Com raízes coruripenses, Jornalista Edson Beú lança seu livro Velhos Não Morrem

Na última sexta-feira (16) teve lançamento do livro Velhos Não Morrem, breve tributo à memória, ao imaginário e à sabedoria do escritor que tem raízes coruripenses, Edson Beú Luiz. O evento aconteceu no Plenário Djalma Barros Siqueira, na Câmara de Vereadores de Coruripe.

Muito tranquilo e cercado de familiares e amigos, o jornalista relatou parte das experiências que vivenciou para a construção da obra.

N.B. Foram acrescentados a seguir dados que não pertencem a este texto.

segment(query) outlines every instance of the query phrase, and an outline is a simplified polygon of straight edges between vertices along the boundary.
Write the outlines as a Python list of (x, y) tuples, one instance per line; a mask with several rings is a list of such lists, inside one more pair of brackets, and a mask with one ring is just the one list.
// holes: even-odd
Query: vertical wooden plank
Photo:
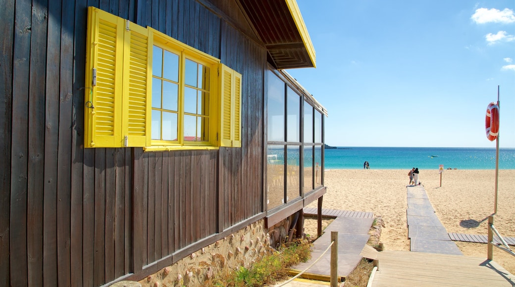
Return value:
[(60, 285), (71, 284), (71, 212), (72, 110), (75, 2), (62, 4), (59, 81), (59, 134), (57, 157), (57, 267)]
[(155, 244), (154, 245), (154, 254), (155, 260), (161, 258), (161, 239), (162, 230), (161, 230), (161, 221), (163, 219), (162, 202), (163, 193), (162, 183), (163, 180), (163, 153), (156, 153), (156, 171), (154, 173), (154, 188), (156, 192), (156, 201), (154, 202), (154, 208), (156, 209), (155, 221)]
[(168, 214), (169, 206), (168, 204), (168, 166), (170, 157), (169, 152), (162, 153), (163, 162), (161, 176), (161, 256), (168, 255)]
[(106, 281), (105, 245), (106, 221), (106, 149), (95, 149), (95, 245), (93, 257), (93, 285), (102, 285)]
[(115, 158), (115, 206), (114, 212), (114, 278), (117, 278), (124, 274), (125, 263), (125, 182), (126, 165), (125, 150), (116, 149)]
[(132, 203), (132, 265), (134, 272), (142, 270), (144, 262), (144, 254), (146, 254), (143, 241), (145, 229), (143, 224), (145, 222), (144, 213), (144, 200), (145, 193), (143, 188), (143, 177), (145, 170), (143, 168), (143, 149), (134, 148), (132, 149), (132, 158), (131, 161), (132, 185), (131, 201)]
[(0, 9), (0, 285), (9, 284), (9, 214), (11, 191), (11, 140), (12, 55), (14, 52), (14, 0), (2, 3)]
[(43, 186), (45, 144), (45, 69), (48, 3), (33, 5), (29, 79), (27, 188), (28, 282), (43, 284)]
[(114, 212), (116, 186), (115, 157), (116, 149), (106, 149), (106, 230), (104, 252), (105, 256), (106, 278), (105, 282), (111, 282), (114, 279)]
[(148, 262), (156, 258), (156, 153), (148, 155)]
[[(85, 37), (87, 22), (87, 1), (75, 2), (75, 18), (77, 25), (74, 33), (73, 99), (72, 111), (72, 198), (71, 198), (71, 282), (73, 286), (81, 286), (82, 277), (84, 184), (84, 93), (85, 86)], [(92, 274), (91, 274), (92, 276)]]
[(43, 195), (43, 284), (57, 282), (57, 153), (59, 139), (59, 83), (61, 59), (61, 2), (48, 3), (46, 49), (45, 168)]
[(12, 137), (11, 153), (11, 214), (9, 229), (10, 284), (27, 285), (27, 184), (29, 60), (31, 5), (15, 4), (12, 71)]

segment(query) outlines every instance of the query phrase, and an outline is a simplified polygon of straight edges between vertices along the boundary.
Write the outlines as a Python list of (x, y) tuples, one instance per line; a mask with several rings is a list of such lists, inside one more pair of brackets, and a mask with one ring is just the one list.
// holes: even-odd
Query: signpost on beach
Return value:
[(440, 187), (442, 187), (442, 173), (443, 173), (443, 165), (440, 165), (440, 168), (438, 169), (438, 173), (440, 174)]

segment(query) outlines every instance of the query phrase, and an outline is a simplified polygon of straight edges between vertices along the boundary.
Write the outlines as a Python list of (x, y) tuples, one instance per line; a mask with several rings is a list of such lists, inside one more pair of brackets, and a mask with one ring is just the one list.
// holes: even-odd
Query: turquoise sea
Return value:
[[(338, 147), (325, 150), (325, 169), (495, 169), (495, 148)], [(515, 149), (500, 149), (499, 168), (515, 169)]]

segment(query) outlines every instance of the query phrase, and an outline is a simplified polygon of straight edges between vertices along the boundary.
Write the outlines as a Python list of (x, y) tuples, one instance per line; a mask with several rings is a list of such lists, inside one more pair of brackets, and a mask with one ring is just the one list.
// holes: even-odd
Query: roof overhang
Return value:
[(312, 68), (316, 54), (296, 0), (239, 0), (277, 69)]

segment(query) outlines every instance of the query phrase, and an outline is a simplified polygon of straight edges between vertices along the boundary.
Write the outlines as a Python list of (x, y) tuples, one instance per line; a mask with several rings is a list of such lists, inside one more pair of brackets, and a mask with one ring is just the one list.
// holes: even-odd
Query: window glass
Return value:
[(267, 191), (268, 210), (284, 203), (284, 146), (267, 148)]
[(300, 142), (300, 97), (288, 87), (286, 141)]
[(179, 82), (179, 55), (165, 50), (164, 62), (163, 78)]
[(269, 141), (284, 141), (284, 82), (268, 74), (268, 137)]
[(315, 146), (315, 188), (322, 186), (322, 146)]
[(304, 102), (304, 142), (313, 142), (313, 107)]
[(315, 111), (315, 142), (322, 142), (322, 114)]
[(300, 196), (300, 146), (286, 148), (286, 202)]
[(313, 189), (313, 147), (304, 148), (304, 193)]

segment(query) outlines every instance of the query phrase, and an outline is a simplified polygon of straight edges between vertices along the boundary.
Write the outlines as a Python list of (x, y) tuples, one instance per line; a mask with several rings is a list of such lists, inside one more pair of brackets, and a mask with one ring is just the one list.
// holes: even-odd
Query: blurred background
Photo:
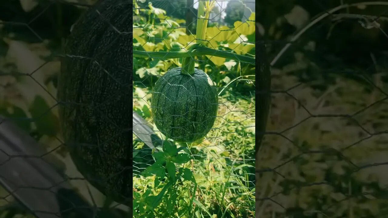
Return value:
[(256, 6), (272, 100), (256, 217), (387, 217), (388, 2)]
[[(68, 182), (89, 204), (102, 206), (104, 204), (111, 202), (82, 178), (82, 175), (76, 170), (68, 151), (62, 142), (55, 100), (57, 77), (60, 67), (57, 57), (62, 54), (65, 39), (70, 33), (72, 25), (82, 13), (96, 2), (93, 0), (1, 1), (0, 115), (10, 119), (37, 142), (39, 146), (46, 151), (44, 156), (52, 157), (50, 164), (66, 175), (66, 178), (76, 178), (69, 179)], [(195, 34), (196, 10), (198, 7), (196, 1), (137, 2), (139, 8), (147, 10), (149, 9), (148, 5), (151, 3), (155, 8), (164, 10), (165, 14), (174, 20), (180, 20), (180, 25), (187, 26), (186, 29), (189, 31), (186, 32), (187, 35)], [(234, 30), (241, 26), (239, 35), (245, 33), (246, 38), (234, 43), (235, 48), (237, 48), (235, 50), (239, 49), (237, 52), (240, 54), (254, 55), (254, 44), (253, 44), (255, 40), (254, 30), (253, 32), (252, 25), (248, 24), (247, 21), (249, 18), (253, 18), (251, 20), (254, 19), (254, 14), (253, 16), (252, 15), (255, 12), (254, 4), (254, 2), (249, 1), (217, 1), (210, 17), (208, 26), (213, 28), (213, 31), (208, 31), (209, 34), (213, 35), (212, 36), (211, 35), (211, 36), (214, 37), (219, 33), (219, 31), (217, 31), (218, 27), (225, 26)], [(185, 9), (190, 9), (192, 13), (187, 13)], [(156, 14), (158, 11), (153, 11), (152, 13)], [(145, 21), (146, 23), (149, 20), (147, 19), (150, 19), (147, 17), (148, 15), (141, 12), (139, 16), (134, 17), (134, 22), (139, 24)], [(142, 16), (145, 17), (145, 20), (142, 19)], [(237, 23), (239, 26), (236, 26), (236, 21), (239, 22)], [(188, 25), (185, 25), (186, 23)], [(164, 28), (166, 30), (173, 29), (169, 29), (167, 26)], [(233, 45), (234, 40), (229, 42), (226, 38), (221, 39), (213, 42), (213, 45), (223, 48), (223, 49), (233, 50), (233, 48), (226, 48), (228, 45)], [(243, 42), (244, 40), (246, 42)], [(237, 48), (238, 45), (240, 47)], [(140, 59), (138, 60), (140, 61)], [(254, 214), (254, 177), (252, 166), (254, 162), (253, 154), (255, 131), (255, 80), (253, 78), (240, 80), (237, 78), (241, 75), (254, 75), (254, 66), (240, 65), (233, 61), (223, 64), (219, 62), (219, 60), (214, 58), (212, 61), (209, 62), (210, 65), (205, 67), (204, 63), (203, 66), (208, 69), (207, 73), (220, 88), (219, 91), (230, 81), (236, 80), (223, 91), (223, 104), (220, 108), (222, 113), (217, 123), (219, 125), (217, 126), (220, 127), (216, 128), (211, 137), (215, 138), (212, 139), (211, 143), (216, 145), (210, 146), (211, 149), (207, 151), (203, 147), (208, 144), (196, 145), (199, 148), (196, 154), (201, 158), (198, 163), (203, 163), (201, 166), (198, 164), (198, 167), (205, 170), (201, 176), (203, 181), (200, 185), (202, 186), (201, 191), (210, 193), (208, 196), (211, 197), (206, 198), (207, 196), (204, 195), (201, 201), (206, 205), (206, 209), (215, 214), (229, 208), (228, 212), (224, 215), (224, 217), (242, 216), (253, 217)], [(139, 65), (143, 64), (137, 63)], [(149, 70), (152, 68), (148, 67), (151, 66), (147, 65), (147, 67), (142, 67), (146, 70), (142, 72), (138, 70), (142, 68), (138, 66), (133, 72), (134, 80), (135, 83), (137, 82), (134, 85), (134, 97), (137, 97), (138, 100), (137, 102), (134, 101), (134, 111), (146, 120), (150, 117), (148, 116), (150, 114), (147, 114), (147, 109), (142, 107), (147, 104), (144, 101), (147, 100), (146, 98), (144, 98), (147, 94), (142, 95), (149, 93), (147, 92), (149, 92), (149, 89), (152, 88), (149, 84), (153, 84), (160, 76), (159, 74), (163, 73), (161, 71), (158, 72), (159, 74), (153, 74), (150, 72), (153, 71)], [(220, 71), (222, 73), (215, 73), (216, 71)], [(223, 115), (225, 116), (223, 117)], [(134, 137), (134, 147), (141, 149), (144, 144)], [(142, 151), (146, 154), (149, 151)], [(222, 158), (215, 159), (215, 157)], [(140, 159), (139, 163), (135, 163), (135, 165), (140, 164), (136, 165), (139, 171), (149, 165), (144, 162), (144, 159)], [(234, 162), (234, 160), (239, 165), (234, 165), (236, 162)], [(134, 159), (134, 161), (136, 161)], [(233, 171), (233, 168), (243, 164), (249, 166), (241, 166), (238, 170)], [(135, 168), (134, 167), (134, 170)], [(210, 171), (215, 173), (213, 183), (211, 183), (208, 182), (208, 179), (205, 179)], [(238, 175), (239, 177), (235, 180), (225, 182), (225, 175), (229, 174), (233, 176)], [(222, 179), (219, 179), (220, 178)], [(146, 184), (144, 180), (137, 181), (138, 188)], [(136, 183), (136, 181), (134, 182)], [(227, 200), (222, 203), (214, 201), (211, 196), (219, 196), (221, 190), (225, 188), (222, 185), (226, 182), (229, 183), (229, 187), (225, 195)], [(236, 185), (236, 183), (238, 182), (241, 183)], [(239, 189), (243, 189), (238, 190), (237, 186), (240, 187)], [(231, 201), (236, 202), (236, 205), (228, 206)], [(112, 207), (126, 209), (122, 205), (113, 204)], [(222, 209), (220, 210), (220, 209)], [(0, 187), (0, 217), (33, 217), (25, 209), (19, 207), (12, 195)], [(204, 214), (204, 217), (206, 217), (206, 214)]]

“A minha relação com Alagoas e, mais especificamente, com Coruripe, foi sedimentada mais por meio da memória dos meus pais, Auta e Osvaldo, ambos alagoanos, minha mãe de Coruripe, meu pai de São Luiz do Quitunde. Pelos seguintes motivos: meu pai era mecânico da usina de açúcar de Coruripe na década de 1940. Seu patrão decidiu expandir os negócio e instalou uma outra usina, desta vez, no município de Campos dos Goytacazes, no estado do Rio de Janeiro. Para isso, convidou meu pai para exercer a mesma função na nova unidade. Recém-casado, migrou para o Rio de Janeiro, onde tiveram três filhos, sendo eu o terceiro. Meu pai continuou descendo para o Sul junto com a família, a exemplo de milhares de nordestinos na época, até se fixar no Estado de Minas Gerais. Cresci ouvindo relatos sobre a então distante Coruripe. Minha mãe era uma exímia contadora de história, além de ter uma memória excepcional. Foi por meio de seus testemunhos e da convivência com meus pais e os seus familiares que assimilei os costumes, hábitos e da cultura nordestina, que forjam a minha identidade”, completou o escritor.

Logo após, recebeu o carinho de todos os presentes e assinou cada exemplar com dedicatória.

O momento contou com apresentações culturais de Xaxado e Coco de Roda, além da apresentação do escritor, sessão de autógrafos e palavra das autoridades.

Sobre o Livro

Velhos Não Morrem tem como roteiro a história de vida da mãe do autor, Auta Beú do Carmo Luiz, alagoana de Coruripe, falecida aos 99 anos de idade. À primeira vista, pode parecer algo de interesse estritamente familiar. Mas trata-se de um tributo a todos os velhos pelo seu papel de transmissores da memória e, conseqüentemente, do conhecimento acumulado pelo homem ao longo de milênios.

Folclore, mitos da floresta, hábitos e costumes da região de Coruripe, valores culturais, tradições, meio ambiente, etc, são alguns temas presentes na fala da narradora.

A diversidade dos depoimentos possibilitou articular os registros orais com dezenas de autores, desde Câmara Cascudo, Gilberto Freyre, Artur Ramos, Pedro Teixeira de Vasconcelos, Aloísio Vilela, Théo Brandão, Marilena Chaui, Gaston Bachelard, Cora Coralina, Fernando Pessoa às reflexões de Santo Agostinho sobre o conceito abstrato do tempo.

Sobre o autor:

Jornalista, mestre em História Cultural pela Universidade de Brasília, autor de Expresso Brasília: a história contada pelos amigos (Ed. UnB), As Cores da Memória (Ed. LGE), Os Filhos dos Candangos (Ed. UnB).